Spring AI 1.0 shipped in May 2025. The 1.1 follow-up added full MCP integration, 20+ AI model backends, and a structured Advisors API for RAG and conversation memory. For the first time, Java developers can build AI agents that feel genuinely native — no Python sidecar, no LangChain wrapper, no second deployment.
Java developers have been building enterprise backends for decades. Now that AI agents are becoming first-class production components — not experiments, not demos — the question is whether those same developers need to learn Python, adopt LangChain, and maintain a sidecar service just to add intelligence to their applications. Spring AI 1.1 is the most complete answer the JVM has offered: no, you don’t.
Spring AI 1.1 GA shipped on November 12, 2025, after a development cycle that accumulated over 850 improvements across five milestone builds and an RC. The headline features are Model Context Protocol integration, a matured Advisors API, structured output converters, and an expanded set of model backends. Together they add up to something the Java ecosystem hasn’t had before: a full-featured AI agent framework that integrates naturally with Spring Boot, Spring Security, Micrometer, and the rest of the Spring portfolio. Let’s unpack what that means in practice.

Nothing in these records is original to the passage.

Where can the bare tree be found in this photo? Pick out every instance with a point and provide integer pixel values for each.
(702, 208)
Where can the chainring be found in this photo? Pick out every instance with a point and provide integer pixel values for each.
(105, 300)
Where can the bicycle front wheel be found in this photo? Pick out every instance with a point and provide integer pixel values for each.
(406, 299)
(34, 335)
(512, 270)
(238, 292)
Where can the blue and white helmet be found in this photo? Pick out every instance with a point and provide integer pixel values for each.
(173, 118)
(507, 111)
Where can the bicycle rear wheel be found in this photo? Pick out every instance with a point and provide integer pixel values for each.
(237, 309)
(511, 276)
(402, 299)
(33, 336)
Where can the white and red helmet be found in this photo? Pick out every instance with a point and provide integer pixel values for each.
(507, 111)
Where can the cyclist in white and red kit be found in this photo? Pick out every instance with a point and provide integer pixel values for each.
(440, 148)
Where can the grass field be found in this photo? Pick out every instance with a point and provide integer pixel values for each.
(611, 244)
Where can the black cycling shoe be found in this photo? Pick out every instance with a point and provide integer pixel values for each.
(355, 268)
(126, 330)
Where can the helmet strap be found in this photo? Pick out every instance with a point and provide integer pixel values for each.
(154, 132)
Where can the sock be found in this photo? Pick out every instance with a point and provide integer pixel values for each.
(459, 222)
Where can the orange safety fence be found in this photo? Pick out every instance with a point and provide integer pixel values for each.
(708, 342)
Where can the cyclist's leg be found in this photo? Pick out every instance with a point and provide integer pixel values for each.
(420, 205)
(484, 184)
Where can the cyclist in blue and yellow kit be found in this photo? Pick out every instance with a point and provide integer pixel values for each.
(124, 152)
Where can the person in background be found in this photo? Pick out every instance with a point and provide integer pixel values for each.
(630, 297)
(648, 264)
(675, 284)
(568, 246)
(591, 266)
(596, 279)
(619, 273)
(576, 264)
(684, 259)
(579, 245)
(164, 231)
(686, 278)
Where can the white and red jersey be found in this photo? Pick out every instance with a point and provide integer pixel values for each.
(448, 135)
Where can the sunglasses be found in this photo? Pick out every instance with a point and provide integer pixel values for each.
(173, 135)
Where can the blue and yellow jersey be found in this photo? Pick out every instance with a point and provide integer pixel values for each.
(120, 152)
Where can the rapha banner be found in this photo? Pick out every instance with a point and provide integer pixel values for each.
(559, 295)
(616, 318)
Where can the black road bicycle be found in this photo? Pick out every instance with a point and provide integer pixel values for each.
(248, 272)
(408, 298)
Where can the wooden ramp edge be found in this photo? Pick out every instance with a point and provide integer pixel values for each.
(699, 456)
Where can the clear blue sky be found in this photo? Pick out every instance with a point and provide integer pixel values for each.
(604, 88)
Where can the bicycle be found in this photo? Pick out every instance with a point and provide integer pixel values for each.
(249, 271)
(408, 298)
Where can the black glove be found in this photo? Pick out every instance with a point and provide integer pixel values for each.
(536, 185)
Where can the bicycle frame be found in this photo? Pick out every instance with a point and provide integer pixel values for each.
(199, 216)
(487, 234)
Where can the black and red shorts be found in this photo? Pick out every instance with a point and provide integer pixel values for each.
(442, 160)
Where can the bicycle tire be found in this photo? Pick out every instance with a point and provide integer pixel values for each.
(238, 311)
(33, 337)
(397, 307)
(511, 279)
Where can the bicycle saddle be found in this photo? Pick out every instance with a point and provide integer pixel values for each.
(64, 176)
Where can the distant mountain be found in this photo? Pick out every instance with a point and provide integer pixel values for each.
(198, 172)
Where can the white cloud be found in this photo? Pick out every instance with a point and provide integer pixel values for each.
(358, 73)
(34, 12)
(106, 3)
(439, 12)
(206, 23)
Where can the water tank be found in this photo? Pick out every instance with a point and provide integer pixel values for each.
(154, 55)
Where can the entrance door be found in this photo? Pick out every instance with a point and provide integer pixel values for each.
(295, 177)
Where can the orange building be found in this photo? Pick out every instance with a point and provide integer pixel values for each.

1. The Python Tax — and Why It Exists
The phrase “Python tax” captures something real that Java and Kotlin teams deal with daily. Most AI tooling — LangChain, LlamaIndex, AutoGen, CrewAI — was built in Python because the early ML ecosystem lived there. As a result, Java teams adding AI capabilities to their services face a common set of choices: wrap a Python microservice and add an inter-process boundary to every AI call, run a sidecar container that the Java service depends on, or accept a JavaScript SDK that doesn’t fit enterprise architecture patterns.
Each option adds operational complexity, introduces latency at the inter-service boundary, fragments observability across two runtimes, and creates deployment coupling that engineering teams actively try to avoid. Additionally, Spring Security, Spring Data, and the broader Spring ecosystem simply don’t apply to a Python sidecar — so enterprise cross-cutting concerns like authentication, authorisation, audit logging, and distributed tracing have to be re-implemented or bridged.
Python AI stack (LangChain)
- Separate runtime, deployment, and Docker image
- HTTP/gRPC boundary between Java service and AI logic
- Spring Security context does not cross the boundary
- Two observability stacks (Micrometer + Python agent)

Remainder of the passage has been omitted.